Ullward hesitated. Mail was probably asleep. And, in the last analysis, he really had no right to forbid an innocent little—

“Lamster Ullward,” called Runy, “there’s an air-car right behind us.”

The air-car drew up level. Kennes Mail’s blue eyes met Ullward’s across the gap. He motioned Ullward down.

Ullward compressed his mouth, swung the air-car down. From behind him came murmurs of sympathy and outrage.

Below was a dark pine forest; Ullward set down in a pretty little glade. Mail landed nearby, jumped to the ground, signaled to Ullward. The two men walked to the side. The guests murmured together and shook their heads.

Ullward presently returned to the air-car. “Everybody please get in,” he said crisply.

They rose into the air and flew west. “What did the chap have to say for himself?” queried Worbeck.

Ullward chewed at his lips. “Not too much. Wanted to know if I’d lost the way. I told him one or two things. Reached an understanding…” His voice dwindled, then rose in a burst of cheerfulness. “We’ll have a party back at the lodge. What do we care for Mail and his confounded mountains?”

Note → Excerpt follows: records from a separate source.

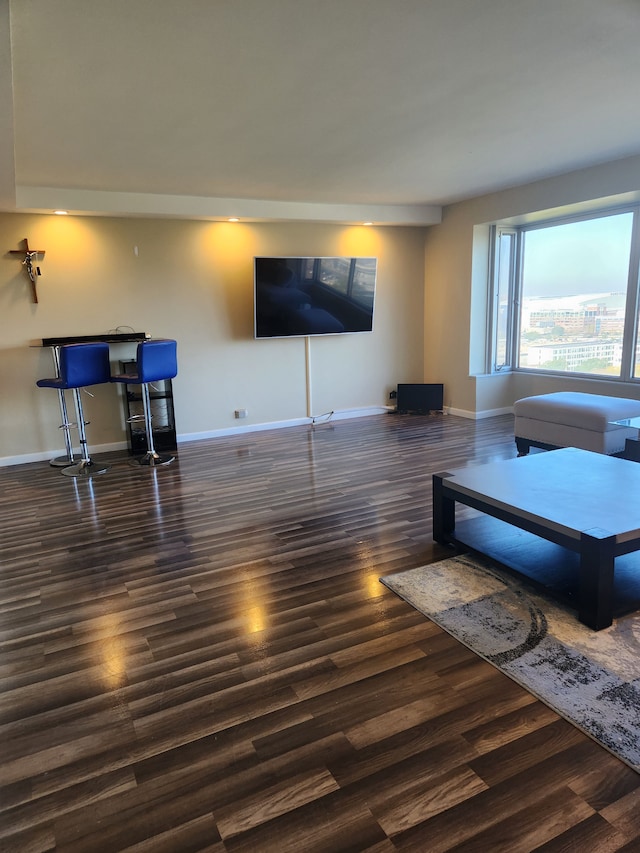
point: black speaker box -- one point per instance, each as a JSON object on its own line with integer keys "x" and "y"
{"x": 420, "y": 399}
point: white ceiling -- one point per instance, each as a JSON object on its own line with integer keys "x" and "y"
{"x": 308, "y": 108}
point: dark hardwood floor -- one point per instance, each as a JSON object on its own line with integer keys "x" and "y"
{"x": 202, "y": 657}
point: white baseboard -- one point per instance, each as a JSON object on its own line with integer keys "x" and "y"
{"x": 343, "y": 414}
{"x": 478, "y": 416}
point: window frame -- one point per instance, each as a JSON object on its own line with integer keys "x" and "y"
{"x": 630, "y": 362}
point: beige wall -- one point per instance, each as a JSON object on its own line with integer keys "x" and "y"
{"x": 456, "y": 270}
{"x": 193, "y": 281}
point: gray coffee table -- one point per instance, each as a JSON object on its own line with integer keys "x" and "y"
{"x": 586, "y": 503}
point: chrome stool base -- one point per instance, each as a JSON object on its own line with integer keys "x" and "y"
{"x": 61, "y": 462}
{"x": 152, "y": 460}
{"x": 84, "y": 469}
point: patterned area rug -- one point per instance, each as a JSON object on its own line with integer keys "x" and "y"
{"x": 592, "y": 678}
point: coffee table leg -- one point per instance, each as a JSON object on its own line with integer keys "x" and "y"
{"x": 444, "y": 521}
{"x": 597, "y": 563}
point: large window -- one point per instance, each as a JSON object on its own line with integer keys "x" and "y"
{"x": 565, "y": 296}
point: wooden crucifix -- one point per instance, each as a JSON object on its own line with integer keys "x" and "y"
{"x": 29, "y": 258}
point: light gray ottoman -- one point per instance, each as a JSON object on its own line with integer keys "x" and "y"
{"x": 573, "y": 419}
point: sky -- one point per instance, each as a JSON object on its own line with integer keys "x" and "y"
{"x": 589, "y": 256}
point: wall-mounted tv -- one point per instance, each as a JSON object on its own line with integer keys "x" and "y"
{"x": 298, "y": 297}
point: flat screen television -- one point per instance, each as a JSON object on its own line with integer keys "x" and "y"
{"x": 299, "y": 297}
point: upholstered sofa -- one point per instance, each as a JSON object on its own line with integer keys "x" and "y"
{"x": 574, "y": 419}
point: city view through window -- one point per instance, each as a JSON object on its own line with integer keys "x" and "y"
{"x": 573, "y": 295}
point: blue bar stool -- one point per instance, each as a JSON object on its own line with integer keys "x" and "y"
{"x": 81, "y": 365}
{"x": 155, "y": 361}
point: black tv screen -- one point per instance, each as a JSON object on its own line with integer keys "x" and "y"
{"x": 298, "y": 297}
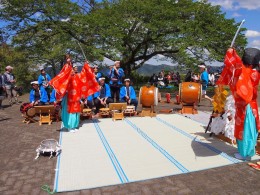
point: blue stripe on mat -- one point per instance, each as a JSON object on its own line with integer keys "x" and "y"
{"x": 155, "y": 145}
{"x": 120, "y": 172}
{"x": 224, "y": 155}
{"x": 187, "y": 116}
{"x": 56, "y": 181}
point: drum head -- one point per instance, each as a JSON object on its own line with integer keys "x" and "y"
{"x": 30, "y": 112}
{"x": 161, "y": 83}
{"x": 140, "y": 95}
{"x": 24, "y": 107}
{"x": 155, "y": 96}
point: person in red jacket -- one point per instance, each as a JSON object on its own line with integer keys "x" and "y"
{"x": 242, "y": 76}
{"x": 72, "y": 87}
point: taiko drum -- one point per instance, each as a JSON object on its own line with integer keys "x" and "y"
{"x": 148, "y": 96}
{"x": 190, "y": 92}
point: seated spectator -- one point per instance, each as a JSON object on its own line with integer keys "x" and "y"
{"x": 188, "y": 77}
{"x": 127, "y": 94}
{"x": 38, "y": 96}
{"x": 102, "y": 97}
{"x": 195, "y": 78}
{"x": 153, "y": 80}
{"x": 178, "y": 77}
{"x": 53, "y": 97}
{"x": 211, "y": 79}
{"x": 43, "y": 81}
{"x": 97, "y": 73}
{"x": 88, "y": 102}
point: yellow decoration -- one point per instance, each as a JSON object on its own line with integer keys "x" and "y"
{"x": 219, "y": 99}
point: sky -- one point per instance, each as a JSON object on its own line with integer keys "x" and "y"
{"x": 244, "y": 9}
{"x": 239, "y": 10}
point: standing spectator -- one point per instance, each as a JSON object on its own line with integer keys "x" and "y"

“That’s the spirit, Bruham!” cried Frobisher Worbeck.

Both Ted and Ullward tended bar during the evening. Either one or the other mingled rather more alcohol to rather less esters into the drinks than standard practice recommended. As a result, the party became quite loud and gay. Ullward damned Mail’s interfering habits; Worbeck explored six thousand years of common law in an effort to prove Mail a domineering tyrant; the women giggled; Iugenae and Runy watched cynically, then presently went off to attend to their own affairs.

In the morning, the group slept late. Ullward finally tottered out on the terrace, to be joined one at a time by the others. Runy and Iugenae were missing.

“Young rascals,” groaned Worbeck. “If they’re lost, they’ll have to find their own way back. No search parties for me.”

At noon, Runy and Iugenae returned in Ullward’s air-car.

“Good heavens,” shrieked Ravelin. “Iugenae, come here this instant! Where have you been?”

Juvenal Aquister surveyed Runy sternly. “Have you lost your mind, taking Lamster Ullward’s air-car without his permission?”

“I asked him last night,” Runy declared indignantly. “He said yes, take anything except the volcano because that’s where he slept when his feet got cold, and the swamp because that’s where he dropped his empty containers.”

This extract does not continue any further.